Something to aim for then!
And another BIG IMPORTANT DISCUSSION OF ART that I have been thinking about a lot is an interview with the photography curator David Campany hosted on Amy Zoo’s The Interloper. Campany earned himself a little art world virality a few months back after he appeared on a podcast in which the host asked all the contributors their advice for aspiring artists. As Campany related in an Insta post, the other contributers immediately began to offer “hyper-professional advice” about what they should present their portfolios. He was horrified. “To me, it seems extremely dangerous, and extremely lazy, to prescribe how people should present. I know for a fact that there’s absolutely no correlation between the quality of work and quality of self presentation.” The discussion soured and the podcast never aired.

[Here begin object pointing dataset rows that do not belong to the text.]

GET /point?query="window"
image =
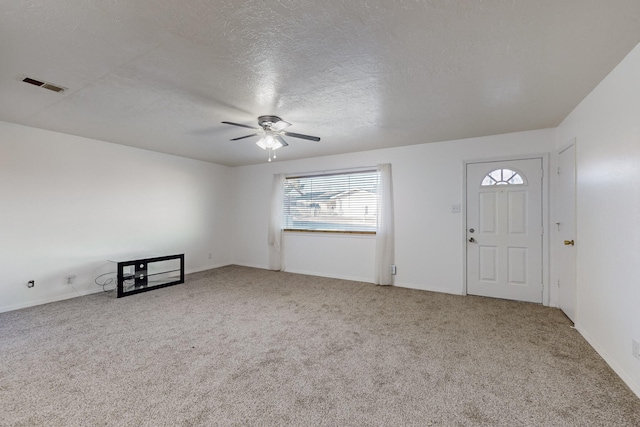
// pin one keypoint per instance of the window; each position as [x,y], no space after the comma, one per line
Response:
[502,177]
[342,202]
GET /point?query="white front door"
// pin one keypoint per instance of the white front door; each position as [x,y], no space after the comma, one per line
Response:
[566,235]
[504,229]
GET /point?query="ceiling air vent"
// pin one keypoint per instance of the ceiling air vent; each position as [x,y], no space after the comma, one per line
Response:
[45,85]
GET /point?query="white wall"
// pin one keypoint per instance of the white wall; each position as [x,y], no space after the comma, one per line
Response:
[427,182]
[67,204]
[606,126]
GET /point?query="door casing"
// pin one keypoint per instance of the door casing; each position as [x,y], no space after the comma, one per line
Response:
[545,217]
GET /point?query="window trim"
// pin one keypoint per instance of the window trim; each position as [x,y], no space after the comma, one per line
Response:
[333,172]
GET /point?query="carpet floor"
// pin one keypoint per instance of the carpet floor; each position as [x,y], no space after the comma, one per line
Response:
[243,346]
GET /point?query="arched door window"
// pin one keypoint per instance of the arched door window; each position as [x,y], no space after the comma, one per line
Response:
[503,177]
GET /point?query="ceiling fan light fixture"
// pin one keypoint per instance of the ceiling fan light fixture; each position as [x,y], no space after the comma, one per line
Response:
[269,142]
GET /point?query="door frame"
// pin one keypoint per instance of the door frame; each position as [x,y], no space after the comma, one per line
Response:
[555,269]
[544,157]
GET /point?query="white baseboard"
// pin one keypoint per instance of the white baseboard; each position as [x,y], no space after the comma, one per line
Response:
[635,387]
[81,293]
[199,269]
[50,299]
[330,276]
[422,287]
[261,267]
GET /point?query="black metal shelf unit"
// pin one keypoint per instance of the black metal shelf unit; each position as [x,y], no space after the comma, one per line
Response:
[145,274]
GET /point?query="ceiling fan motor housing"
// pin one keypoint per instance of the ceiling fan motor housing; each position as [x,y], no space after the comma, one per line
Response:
[267,121]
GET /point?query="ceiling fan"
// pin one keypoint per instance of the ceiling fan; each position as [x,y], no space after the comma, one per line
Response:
[272,130]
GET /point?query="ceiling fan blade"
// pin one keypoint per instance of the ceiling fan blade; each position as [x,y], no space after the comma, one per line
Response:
[281,140]
[299,135]
[246,136]
[238,124]
[280,125]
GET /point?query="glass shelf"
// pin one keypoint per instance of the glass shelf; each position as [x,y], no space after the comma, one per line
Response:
[145,274]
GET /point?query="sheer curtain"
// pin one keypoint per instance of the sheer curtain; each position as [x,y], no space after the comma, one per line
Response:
[275,223]
[384,229]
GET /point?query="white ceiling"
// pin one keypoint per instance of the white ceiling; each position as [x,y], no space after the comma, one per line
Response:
[362,74]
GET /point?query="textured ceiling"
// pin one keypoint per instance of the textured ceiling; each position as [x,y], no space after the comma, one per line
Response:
[362,74]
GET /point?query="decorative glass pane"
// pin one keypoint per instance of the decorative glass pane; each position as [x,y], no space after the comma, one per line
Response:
[502,177]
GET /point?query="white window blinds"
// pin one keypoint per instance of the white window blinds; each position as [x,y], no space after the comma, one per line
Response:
[342,202]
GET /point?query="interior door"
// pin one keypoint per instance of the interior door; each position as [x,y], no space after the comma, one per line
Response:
[504,229]
[566,235]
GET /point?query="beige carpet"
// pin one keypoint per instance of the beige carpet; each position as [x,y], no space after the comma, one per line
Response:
[242,346]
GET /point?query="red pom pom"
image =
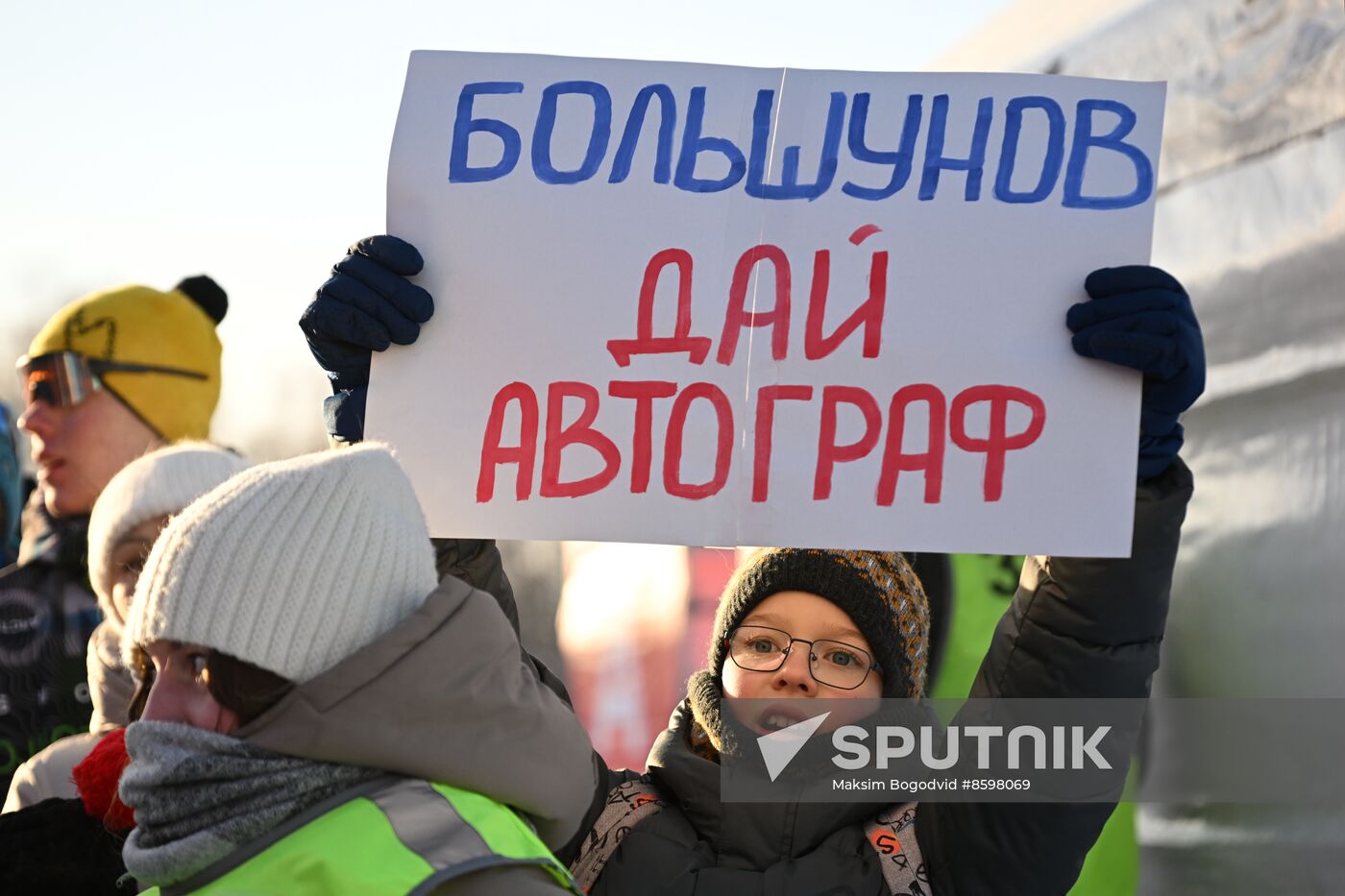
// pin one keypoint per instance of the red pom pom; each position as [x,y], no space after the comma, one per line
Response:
[97,777]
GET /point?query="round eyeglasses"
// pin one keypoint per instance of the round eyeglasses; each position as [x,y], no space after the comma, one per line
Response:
[831,662]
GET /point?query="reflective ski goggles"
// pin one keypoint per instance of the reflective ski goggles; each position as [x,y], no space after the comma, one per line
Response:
[66,378]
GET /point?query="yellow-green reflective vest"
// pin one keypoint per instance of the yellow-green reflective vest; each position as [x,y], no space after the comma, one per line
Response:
[392,835]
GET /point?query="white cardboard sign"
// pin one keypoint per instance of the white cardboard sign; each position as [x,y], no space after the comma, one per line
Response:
[723,305]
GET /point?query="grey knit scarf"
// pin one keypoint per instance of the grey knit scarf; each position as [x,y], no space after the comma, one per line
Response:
[199,795]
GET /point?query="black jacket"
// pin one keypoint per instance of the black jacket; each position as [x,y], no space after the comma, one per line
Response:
[1076,627]
[47,613]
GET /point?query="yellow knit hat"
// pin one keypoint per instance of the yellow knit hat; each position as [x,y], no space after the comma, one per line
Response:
[138,325]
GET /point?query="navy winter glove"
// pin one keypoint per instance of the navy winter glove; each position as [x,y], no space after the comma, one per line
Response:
[1140,318]
[365,307]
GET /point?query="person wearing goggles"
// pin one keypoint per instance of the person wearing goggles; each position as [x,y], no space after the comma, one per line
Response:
[110,376]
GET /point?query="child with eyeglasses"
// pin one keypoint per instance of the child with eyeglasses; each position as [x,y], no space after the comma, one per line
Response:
[796,626]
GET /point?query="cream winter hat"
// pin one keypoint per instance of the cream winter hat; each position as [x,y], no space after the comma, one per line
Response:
[157,485]
[291,566]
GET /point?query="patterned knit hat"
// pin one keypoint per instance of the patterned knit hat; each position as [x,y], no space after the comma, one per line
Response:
[291,566]
[878,591]
[144,326]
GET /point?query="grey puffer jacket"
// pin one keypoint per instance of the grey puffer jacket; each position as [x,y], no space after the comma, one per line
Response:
[1076,627]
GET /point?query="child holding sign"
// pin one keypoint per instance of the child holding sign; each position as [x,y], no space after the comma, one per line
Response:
[1078,627]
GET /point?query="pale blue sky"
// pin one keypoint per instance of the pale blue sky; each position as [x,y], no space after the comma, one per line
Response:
[249,140]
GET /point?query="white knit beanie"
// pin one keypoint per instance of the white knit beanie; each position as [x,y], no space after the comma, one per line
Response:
[291,566]
[157,485]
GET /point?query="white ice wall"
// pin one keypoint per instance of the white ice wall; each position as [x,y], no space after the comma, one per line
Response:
[1251,217]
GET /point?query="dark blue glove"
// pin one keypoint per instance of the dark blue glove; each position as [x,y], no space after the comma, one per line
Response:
[365,307]
[1140,318]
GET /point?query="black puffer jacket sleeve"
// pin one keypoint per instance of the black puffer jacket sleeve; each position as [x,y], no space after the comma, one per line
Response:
[1078,627]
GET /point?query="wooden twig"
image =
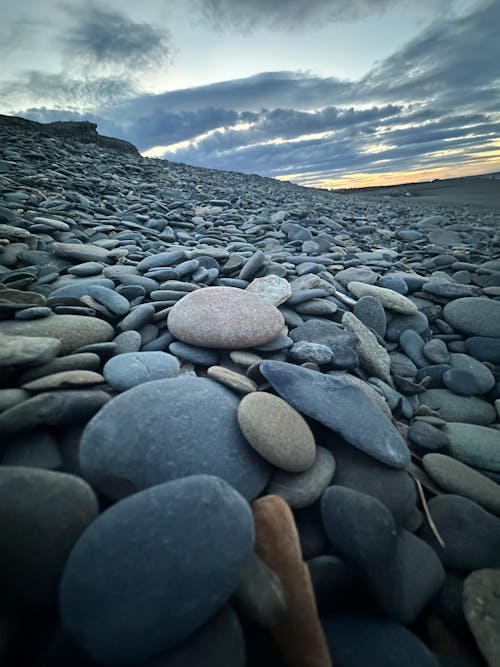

Zoo’s interview takes that as a jumping off point - this idea that art must now arrive in neat packages, in clear formats, be legible and comprehensible and above all “palatable”. “I think this completely misunderstands (or actively refuses to see) how a creative life is a life that doesn’t fit, on some profoundly important level. It is beyond the given paradigms,” says Campany. But the discussion branches down other interesting avenues too, in particular that need that modern audiences seem to have to identify with the artist/author/musician - to engage with them rather as if they were some sort of influencer or reality TV star or maybe some true crime case to be unpicked. When really that’s not what any of this is supposed to be about.
“I prefer the imaginary construction of the maker that naturally comes with an individual engagement with the work itself. When I read Virginia Woolf’s writings, I make for myself a ‘Virginia Woolf’ in my head, inevitably, but this is unlikely to be the same as the actual Virginia Woolf.”
Quite a profound insight - no? Case in point: I watched A Complete Unknown, the Timothée Chalamet Bob Dylan movie the other night, and despite finding it rather silly on many levels, I still thoroughly enjoyed it as it reminded me of the Bob Dylan I constructed in my head when I was a teenager. That Dylan, I realised, is also kind of silly - but equally more interesting to me than the real biographical Dylan. And I think that’s actually something that Bob Dylan himself figured out - hence his determined vandalism of his own biography, his extreme disdain for people who wanted to know what he was really like. As if that really matters! Give a man a mask and he will tell you the truth.
THIS PLAYLIST UPDATES AUTOMATICALLY EACH WEEK. The idea is, you download it and return to it each week in your Spotify. If there was an old song you’d like to hear again, you’ll find it RIGHT HERE in the ongoing archive of past playlists.
SHOPPING LIST: OK, next week it is Valentine’s Day! I’m going to go mildly off-piste with: mezcal, Aperol, yellow Chartreuse (or Strega) and lime juice. I promise I’ll do something super-simple the following week to make up for it.
I've made this twice now, and it's become a new favorite. I made it with fresh raspberries and a little sugar syrup. The gin and raspberry combination is inspired!
Ocean Spray!!! My mate used to go out with the woman who got hosed down in their advert, so I've never taken it seriously.
I have a Christmas tradition of buying a load of cranberries and making the juice (basically simmering cranberries sugar, lemon juice and water - loads of recipes online). I freeze it in small ice cubes such that I have bags of them to last the year. Set yourself an annual Christmas reminder now!